Last October, the government served a search warrant on Rackspace asking for server log files for Indymedia, which had a server hosted there at the time. Since there were no logs, Rackspace instead handed the government the entire server, taking Indymedia offline for a week.
Documents recently unsealed by the court reveal that the government had only requested the server log files in the Indymedia case, according to the Electronic Frontier Foundation, which published the information today.
“When Rackspace received a government demand to examine logs that didn’t exist, it had a responsibility to the customer and to the principles of freedom of the press to fight the order and resolve this without taking more than 20 news sites off the Internet,” said Kurt Opsahl, EFF staff attorney.
“Rackspace may claim to provide its customers with ‘fanatical support,’ but in this case it looks like it was more interested in serving the government,” added Kevin Bankston, EFF attorney and Equal Justice Works/Bruce J. Ennis Fellow. “Despite these new revelations, a key question remains: Did government agents intentionally mislead the web host into thinking it had to hand over complete copies of the Indymedia servers?”

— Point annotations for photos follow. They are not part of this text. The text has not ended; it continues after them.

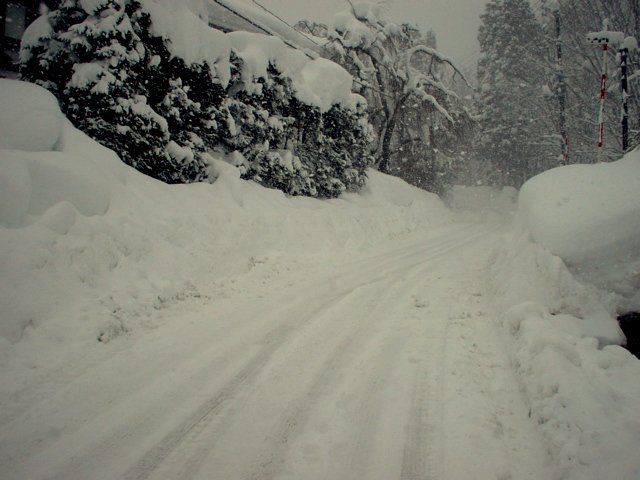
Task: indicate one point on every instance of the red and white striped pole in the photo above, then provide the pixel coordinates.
(603, 88)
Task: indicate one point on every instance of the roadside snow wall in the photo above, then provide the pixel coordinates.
(91, 248)
(566, 269)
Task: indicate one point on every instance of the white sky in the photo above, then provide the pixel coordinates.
(454, 21)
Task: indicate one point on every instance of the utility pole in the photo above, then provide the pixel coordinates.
(561, 90)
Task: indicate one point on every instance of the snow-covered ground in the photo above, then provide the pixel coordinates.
(228, 331)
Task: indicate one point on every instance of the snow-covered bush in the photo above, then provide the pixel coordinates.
(152, 81)
(118, 82)
(295, 146)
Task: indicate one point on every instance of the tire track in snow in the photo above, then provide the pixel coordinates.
(297, 413)
(190, 432)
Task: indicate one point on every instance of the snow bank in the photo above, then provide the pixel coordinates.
(30, 120)
(583, 388)
(589, 215)
(319, 82)
(584, 397)
(91, 249)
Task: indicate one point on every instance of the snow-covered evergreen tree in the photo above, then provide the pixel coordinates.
(119, 83)
(162, 104)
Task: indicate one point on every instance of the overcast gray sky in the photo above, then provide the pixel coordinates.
(454, 21)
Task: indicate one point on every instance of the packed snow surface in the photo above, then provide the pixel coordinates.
(154, 331)
(589, 215)
(315, 81)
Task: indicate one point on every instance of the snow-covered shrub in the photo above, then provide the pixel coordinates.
(153, 82)
(294, 146)
(118, 82)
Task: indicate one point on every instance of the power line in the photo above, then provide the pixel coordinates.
(287, 24)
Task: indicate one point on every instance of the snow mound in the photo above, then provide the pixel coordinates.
(191, 38)
(589, 215)
(91, 249)
(486, 203)
(581, 394)
(30, 120)
(318, 82)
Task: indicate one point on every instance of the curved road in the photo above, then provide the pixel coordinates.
(383, 365)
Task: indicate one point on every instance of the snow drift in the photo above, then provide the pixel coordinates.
(589, 215)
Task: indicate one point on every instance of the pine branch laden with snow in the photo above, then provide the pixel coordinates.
(152, 81)
(417, 118)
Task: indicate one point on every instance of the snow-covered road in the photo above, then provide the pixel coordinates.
(383, 365)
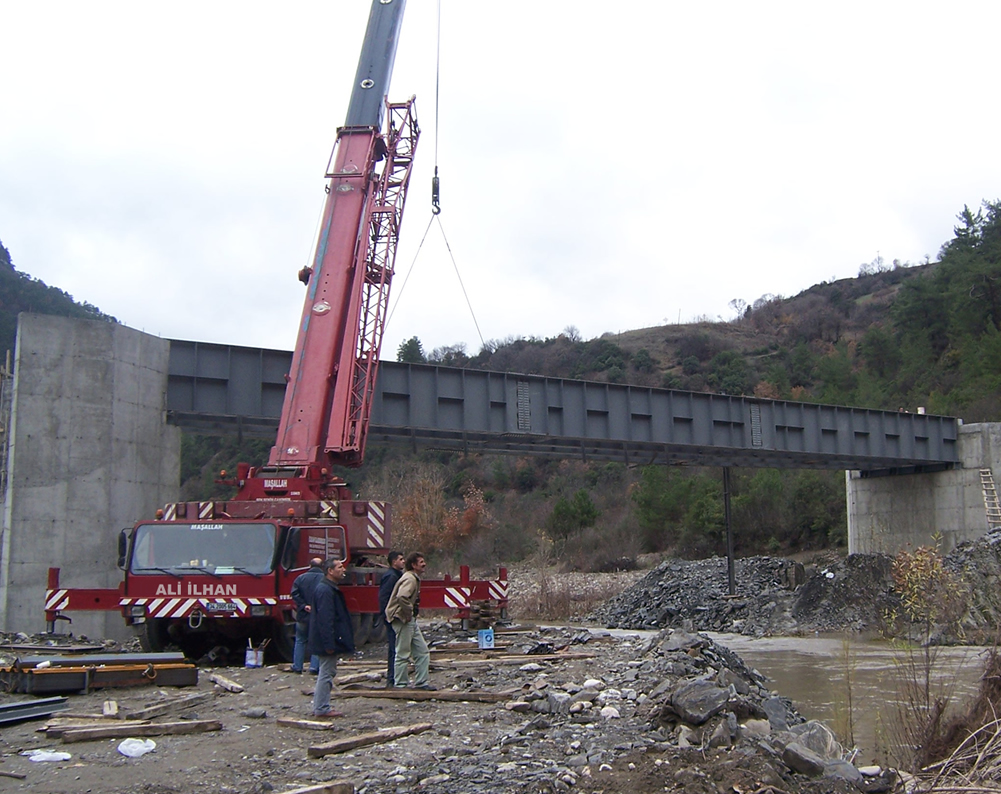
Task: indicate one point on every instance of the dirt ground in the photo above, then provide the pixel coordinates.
(470, 747)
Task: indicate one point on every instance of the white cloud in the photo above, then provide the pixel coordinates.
(609, 167)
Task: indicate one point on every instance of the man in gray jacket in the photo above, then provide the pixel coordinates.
(401, 612)
(302, 590)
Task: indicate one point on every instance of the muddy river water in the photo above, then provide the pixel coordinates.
(814, 672)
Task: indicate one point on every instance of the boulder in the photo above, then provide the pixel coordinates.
(698, 701)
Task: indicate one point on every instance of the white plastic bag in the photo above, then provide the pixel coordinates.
(134, 748)
(47, 755)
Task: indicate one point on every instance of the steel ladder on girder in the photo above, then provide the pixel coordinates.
(991, 504)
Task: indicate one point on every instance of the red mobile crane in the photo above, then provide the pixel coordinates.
(217, 573)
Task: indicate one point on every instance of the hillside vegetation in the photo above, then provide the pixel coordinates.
(898, 336)
(20, 292)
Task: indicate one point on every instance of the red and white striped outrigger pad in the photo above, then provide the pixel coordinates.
(181, 608)
(375, 536)
(56, 600)
(457, 598)
(498, 589)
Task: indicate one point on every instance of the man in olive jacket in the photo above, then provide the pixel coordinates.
(385, 588)
(401, 612)
(302, 589)
(329, 633)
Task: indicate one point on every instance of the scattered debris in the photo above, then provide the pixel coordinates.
(150, 729)
(31, 709)
(136, 748)
(365, 739)
(226, 683)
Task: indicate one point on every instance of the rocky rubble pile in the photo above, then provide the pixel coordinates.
(978, 565)
(779, 597)
(674, 711)
(773, 597)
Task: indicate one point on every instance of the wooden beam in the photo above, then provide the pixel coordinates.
(152, 729)
(169, 705)
(226, 683)
(452, 695)
(357, 677)
(365, 739)
(514, 659)
(333, 787)
(309, 725)
(56, 728)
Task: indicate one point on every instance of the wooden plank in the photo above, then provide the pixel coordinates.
(365, 739)
(464, 648)
(226, 683)
(357, 677)
(170, 705)
(333, 787)
(514, 659)
(454, 696)
(309, 725)
(56, 730)
(152, 729)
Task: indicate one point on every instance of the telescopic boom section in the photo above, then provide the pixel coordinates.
(324, 419)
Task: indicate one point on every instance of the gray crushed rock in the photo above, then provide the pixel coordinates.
(775, 596)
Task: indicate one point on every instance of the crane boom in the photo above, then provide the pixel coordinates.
(324, 417)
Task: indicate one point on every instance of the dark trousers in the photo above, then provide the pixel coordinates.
(390, 641)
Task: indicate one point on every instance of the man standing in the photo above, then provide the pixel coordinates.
(401, 612)
(302, 590)
(329, 633)
(385, 588)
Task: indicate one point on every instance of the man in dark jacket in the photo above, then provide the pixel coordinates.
(302, 589)
(329, 633)
(385, 586)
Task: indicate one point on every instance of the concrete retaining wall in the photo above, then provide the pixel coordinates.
(888, 514)
(88, 453)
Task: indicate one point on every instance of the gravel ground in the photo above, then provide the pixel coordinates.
(665, 710)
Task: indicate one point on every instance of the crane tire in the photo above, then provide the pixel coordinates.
(361, 626)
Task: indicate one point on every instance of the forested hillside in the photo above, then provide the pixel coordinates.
(898, 336)
(20, 292)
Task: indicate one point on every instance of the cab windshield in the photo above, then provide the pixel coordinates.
(206, 548)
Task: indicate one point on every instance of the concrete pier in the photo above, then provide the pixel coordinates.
(888, 514)
(87, 454)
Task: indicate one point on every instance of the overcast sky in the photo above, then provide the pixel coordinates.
(610, 166)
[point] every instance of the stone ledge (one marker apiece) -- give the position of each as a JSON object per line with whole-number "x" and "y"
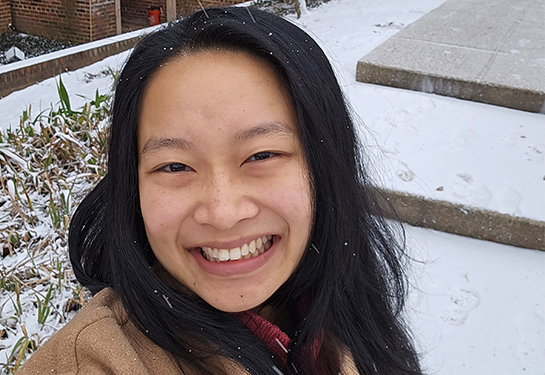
{"x": 25, "y": 76}
{"x": 505, "y": 96}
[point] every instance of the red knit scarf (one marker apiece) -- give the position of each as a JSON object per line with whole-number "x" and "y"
{"x": 275, "y": 339}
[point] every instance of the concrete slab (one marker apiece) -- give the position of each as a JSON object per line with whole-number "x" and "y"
{"x": 463, "y": 220}
{"x": 490, "y": 51}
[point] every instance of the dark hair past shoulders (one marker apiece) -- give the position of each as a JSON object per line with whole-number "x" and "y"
{"x": 351, "y": 275}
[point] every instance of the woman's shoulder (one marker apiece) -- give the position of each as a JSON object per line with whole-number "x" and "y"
{"x": 99, "y": 339}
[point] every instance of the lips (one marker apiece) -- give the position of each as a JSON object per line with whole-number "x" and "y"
{"x": 248, "y": 250}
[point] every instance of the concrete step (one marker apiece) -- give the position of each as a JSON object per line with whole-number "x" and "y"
{"x": 490, "y": 51}
{"x": 463, "y": 220}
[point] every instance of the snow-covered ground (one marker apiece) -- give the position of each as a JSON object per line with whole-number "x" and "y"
{"x": 480, "y": 306}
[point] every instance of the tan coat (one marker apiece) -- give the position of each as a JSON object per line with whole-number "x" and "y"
{"x": 102, "y": 340}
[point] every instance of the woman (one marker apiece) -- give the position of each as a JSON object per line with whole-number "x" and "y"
{"x": 235, "y": 231}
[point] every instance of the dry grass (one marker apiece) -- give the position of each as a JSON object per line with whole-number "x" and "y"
{"x": 47, "y": 165}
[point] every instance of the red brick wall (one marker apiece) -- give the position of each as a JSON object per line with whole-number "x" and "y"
{"x": 5, "y": 15}
{"x": 66, "y": 20}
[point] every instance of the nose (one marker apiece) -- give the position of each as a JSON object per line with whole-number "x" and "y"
{"x": 224, "y": 202}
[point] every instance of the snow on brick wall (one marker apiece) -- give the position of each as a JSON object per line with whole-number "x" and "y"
{"x": 5, "y": 15}
{"x": 66, "y": 20}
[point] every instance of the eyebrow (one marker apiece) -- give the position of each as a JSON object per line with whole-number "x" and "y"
{"x": 156, "y": 143}
{"x": 264, "y": 129}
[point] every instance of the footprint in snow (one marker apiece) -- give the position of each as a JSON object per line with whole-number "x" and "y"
{"x": 463, "y": 301}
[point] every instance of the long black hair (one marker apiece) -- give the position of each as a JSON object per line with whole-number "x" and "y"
{"x": 351, "y": 276}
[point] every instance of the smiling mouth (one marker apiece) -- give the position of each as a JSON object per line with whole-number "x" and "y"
{"x": 247, "y": 251}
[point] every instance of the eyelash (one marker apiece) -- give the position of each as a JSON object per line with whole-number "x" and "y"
{"x": 255, "y": 157}
{"x": 168, "y": 168}
{"x": 263, "y": 155}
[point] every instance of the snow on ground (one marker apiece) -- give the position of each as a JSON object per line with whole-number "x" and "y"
{"x": 480, "y": 305}
{"x": 442, "y": 148}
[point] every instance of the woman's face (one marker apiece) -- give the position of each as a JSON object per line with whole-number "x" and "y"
{"x": 223, "y": 182}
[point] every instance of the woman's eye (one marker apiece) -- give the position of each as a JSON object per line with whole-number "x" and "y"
{"x": 176, "y": 167}
{"x": 262, "y": 156}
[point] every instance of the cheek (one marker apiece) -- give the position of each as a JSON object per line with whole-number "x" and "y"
{"x": 160, "y": 212}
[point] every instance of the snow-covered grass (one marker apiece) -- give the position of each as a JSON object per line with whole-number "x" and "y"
{"x": 47, "y": 165}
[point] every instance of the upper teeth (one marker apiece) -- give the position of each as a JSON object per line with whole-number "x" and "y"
{"x": 246, "y": 251}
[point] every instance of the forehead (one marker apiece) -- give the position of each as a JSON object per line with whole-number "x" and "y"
{"x": 211, "y": 93}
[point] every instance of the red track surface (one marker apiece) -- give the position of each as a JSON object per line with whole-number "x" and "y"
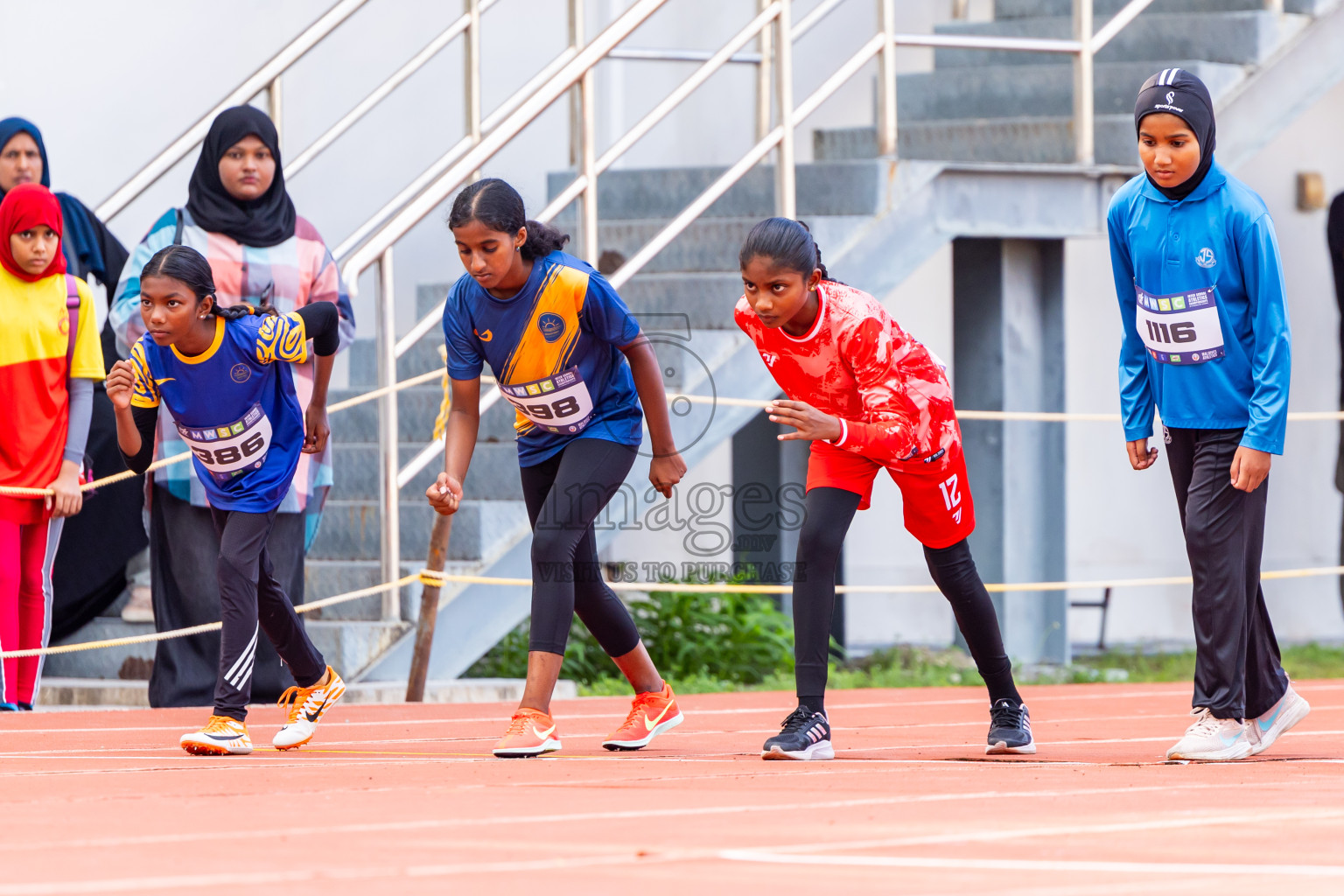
{"x": 405, "y": 800}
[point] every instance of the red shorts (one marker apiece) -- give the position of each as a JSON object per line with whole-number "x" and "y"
{"x": 938, "y": 508}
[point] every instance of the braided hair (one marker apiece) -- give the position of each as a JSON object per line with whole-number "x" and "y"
{"x": 498, "y": 206}
{"x": 186, "y": 265}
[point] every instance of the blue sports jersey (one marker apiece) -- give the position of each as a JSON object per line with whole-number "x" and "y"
{"x": 554, "y": 352}
{"x": 234, "y": 406}
{"x": 1200, "y": 291}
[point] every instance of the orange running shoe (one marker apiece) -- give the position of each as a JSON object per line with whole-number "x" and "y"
{"x": 529, "y": 734}
{"x": 651, "y": 715}
{"x": 222, "y": 737}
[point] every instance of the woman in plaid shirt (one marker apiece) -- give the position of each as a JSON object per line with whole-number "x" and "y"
{"x": 240, "y": 216}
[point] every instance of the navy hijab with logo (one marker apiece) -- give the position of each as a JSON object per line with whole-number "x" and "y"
{"x": 1181, "y": 94}
{"x": 80, "y": 240}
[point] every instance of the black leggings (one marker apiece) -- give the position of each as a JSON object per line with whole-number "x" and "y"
{"x": 564, "y": 494}
{"x": 825, "y": 522}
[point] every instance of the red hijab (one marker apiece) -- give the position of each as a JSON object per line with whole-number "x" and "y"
{"x": 24, "y": 207}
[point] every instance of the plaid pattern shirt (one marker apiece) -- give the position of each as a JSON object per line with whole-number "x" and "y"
{"x": 290, "y": 276}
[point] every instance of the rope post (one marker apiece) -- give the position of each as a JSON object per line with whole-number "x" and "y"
{"x": 785, "y": 196}
{"x": 388, "y": 437}
{"x": 1085, "y": 150}
{"x": 436, "y": 560}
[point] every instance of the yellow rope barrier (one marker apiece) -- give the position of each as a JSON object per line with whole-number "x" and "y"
{"x": 429, "y": 577}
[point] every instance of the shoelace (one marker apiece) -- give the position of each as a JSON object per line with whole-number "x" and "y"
{"x": 1005, "y": 715}
{"x": 295, "y": 697}
{"x": 1206, "y": 723}
{"x": 641, "y": 702}
{"x": 797, "y": 720}
{"x": 519, "y": 723}
{"x": 220, "y": 725}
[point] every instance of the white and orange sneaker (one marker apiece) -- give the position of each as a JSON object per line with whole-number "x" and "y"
{"x": 306, "y": 705}
{"x": 222, "y": 737}
{"x": 651, "y": 715}
{"x": 531, "y": 732}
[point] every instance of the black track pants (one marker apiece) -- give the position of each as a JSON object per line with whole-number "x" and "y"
{"x": 1236, "y": 662}
{"x": 827, "y": 520}
{"x": 253, "y": 602}
{"x": 564, "y": 494}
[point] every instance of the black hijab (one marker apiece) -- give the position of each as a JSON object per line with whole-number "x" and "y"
{"x": 1184, "y": 95}
{"x": 266, "y": 220}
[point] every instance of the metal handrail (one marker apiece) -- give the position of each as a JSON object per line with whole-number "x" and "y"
{"x": 265, "y": 78}
{"x": 573, "y": 72}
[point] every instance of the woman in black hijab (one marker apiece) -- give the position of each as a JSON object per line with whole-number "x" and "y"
{"x": 241, "y": 218}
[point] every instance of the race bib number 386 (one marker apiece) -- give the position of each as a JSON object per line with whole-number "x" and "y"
{"x": 231, "y": 449}
{"x": 1181, "y": 328}
{"x": 558, "y": 403}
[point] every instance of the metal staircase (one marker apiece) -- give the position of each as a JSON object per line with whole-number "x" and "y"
{"x": 984, "y": 147}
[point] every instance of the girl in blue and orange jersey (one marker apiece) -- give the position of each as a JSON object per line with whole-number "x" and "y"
{"x": 223, "y": 374}
{"x": 573, "y": 361}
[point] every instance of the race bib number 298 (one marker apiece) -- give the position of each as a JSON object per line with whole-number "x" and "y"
{"x": 558, "y": 403}
{"x": 1181, "y": 328}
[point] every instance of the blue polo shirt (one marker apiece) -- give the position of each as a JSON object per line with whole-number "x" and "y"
{"x": 554, "y": 352}
{"x": 1213, "y": 253}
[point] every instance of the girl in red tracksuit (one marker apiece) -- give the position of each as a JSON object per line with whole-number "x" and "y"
{"x": 870, "y": 398}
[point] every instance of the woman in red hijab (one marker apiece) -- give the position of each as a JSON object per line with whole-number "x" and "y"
{"x": 49, "y": 359}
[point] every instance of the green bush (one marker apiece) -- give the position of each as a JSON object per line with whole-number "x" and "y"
{"x": 711, "y": 639}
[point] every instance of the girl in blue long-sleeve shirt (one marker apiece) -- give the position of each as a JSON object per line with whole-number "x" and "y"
{"x": 1208, "y": 344}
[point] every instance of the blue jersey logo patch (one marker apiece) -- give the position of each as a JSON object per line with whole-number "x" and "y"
{"x": 551, "y": 326}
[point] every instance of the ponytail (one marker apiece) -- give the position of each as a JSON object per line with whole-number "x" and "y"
{"x": 785, "y": 242}
{"x": 190, "y": 268}
{"x": 498, "y": 206}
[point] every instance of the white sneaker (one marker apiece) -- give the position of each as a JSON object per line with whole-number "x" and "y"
{"x": 306, "y": 705}
{"x": 1285, "y": 713}
{"x": 1213, "y": 739}
{"x": 222, "y": 737}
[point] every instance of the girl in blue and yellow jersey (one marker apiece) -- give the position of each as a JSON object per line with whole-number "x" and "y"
{"x": 1206, "y": 343}
{"x": 573, "y": 361}
{"x": 223, "y": 374}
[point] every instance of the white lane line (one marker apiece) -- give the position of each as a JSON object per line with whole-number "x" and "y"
{"x": 1175, "y": 822}
{"x": 772, "y": 708}
{"x": 188, "y": 883}
{"x": 695, "y": 812}
{"x": 1040, "y": 865}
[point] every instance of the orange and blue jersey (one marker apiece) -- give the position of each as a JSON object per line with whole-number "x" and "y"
{"x": 554, "y": 349}
{"x": 234, "y": 406}
{"x": 34, "y": 343}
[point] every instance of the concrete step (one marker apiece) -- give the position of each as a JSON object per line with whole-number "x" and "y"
{"x": 353, "y": 529}
{"x": 1003, "y": 92}
{"x": 827, "y": 188}
{"x": 58, "y": 692}
{"x": 1020, "y": 140}
{"x": 351, "y": 645}
{"x": 416, "y": 409}
{"x": 1241, "y": 38}
{"x": 1103, "y": 10}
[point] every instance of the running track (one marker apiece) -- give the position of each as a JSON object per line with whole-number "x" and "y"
{"x": 403, "y": 800}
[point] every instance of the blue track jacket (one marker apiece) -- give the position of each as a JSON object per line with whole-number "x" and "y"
{"x": 1173, "y": 251}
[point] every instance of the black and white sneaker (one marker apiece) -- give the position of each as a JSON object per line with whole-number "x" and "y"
{"x": 804, "y": 735}
{"x": 1010, "y": 728}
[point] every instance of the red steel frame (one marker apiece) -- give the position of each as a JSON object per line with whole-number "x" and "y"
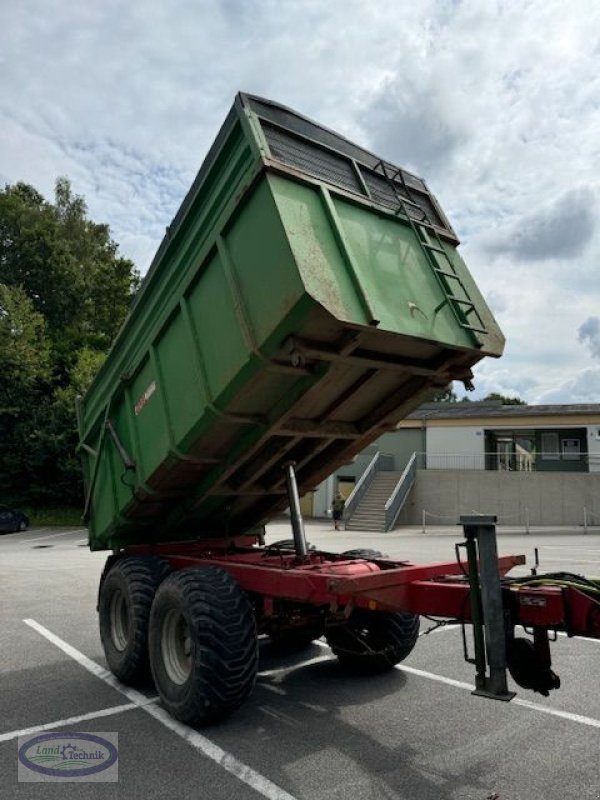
{"x": 333, "y": 581}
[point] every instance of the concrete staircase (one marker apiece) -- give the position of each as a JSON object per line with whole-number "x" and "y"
{"x": 370, "y": 514}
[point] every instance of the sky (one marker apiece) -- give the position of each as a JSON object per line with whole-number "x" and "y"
{"x": 495, "y": 103}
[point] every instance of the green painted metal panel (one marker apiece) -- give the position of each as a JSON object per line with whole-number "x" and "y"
{"x": 306, "y": 297}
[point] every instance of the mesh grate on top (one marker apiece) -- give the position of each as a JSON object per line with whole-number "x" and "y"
{"x": 337, "y": 169}
{"x": 311, "y": 158}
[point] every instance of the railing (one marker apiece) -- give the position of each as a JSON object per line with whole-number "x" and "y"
{"x": 393, "y": 506}
{"x": 510, "y": 462}
{"x": 362, "y": 485}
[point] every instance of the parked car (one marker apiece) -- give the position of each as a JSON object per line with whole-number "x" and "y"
{"x": 12, "y": 520}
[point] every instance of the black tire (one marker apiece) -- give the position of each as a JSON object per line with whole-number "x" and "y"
{"x": 124, "y": 604}
{"x": 363, "y": 552}
{"x": 374, "y": 641}
{"x": 203, "y": 645}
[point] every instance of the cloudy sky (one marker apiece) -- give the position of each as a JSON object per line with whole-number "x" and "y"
{"x": 496, "y": 104}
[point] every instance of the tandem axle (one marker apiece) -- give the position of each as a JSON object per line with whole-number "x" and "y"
{"x": 190, "y": 614}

The court order served on San Antonio-based Rackspace Managed Hosting was issued based on a treaty request from the Italian government as part of an ongoing criminal investigation in that country. — Electronic Frontier Foundation
It looks like I’m not going to do business with Rackspace.
Jason
Aug 03, 2005
Who makes a decision to hand over the contents of a server when no logs are available?
Honestly…
Do you know what this ‘Indymedia’ site was?
Kevin Fields
Aug 04, 2005
Well IndyMedia believed that it was their Italian-based servers which may have had photos of protests in Italy where unidentified undercover Itialan agents were blending into the crowd and may have had their photos taken unaware.
It’s all pretty vague. The Register may have more information on it.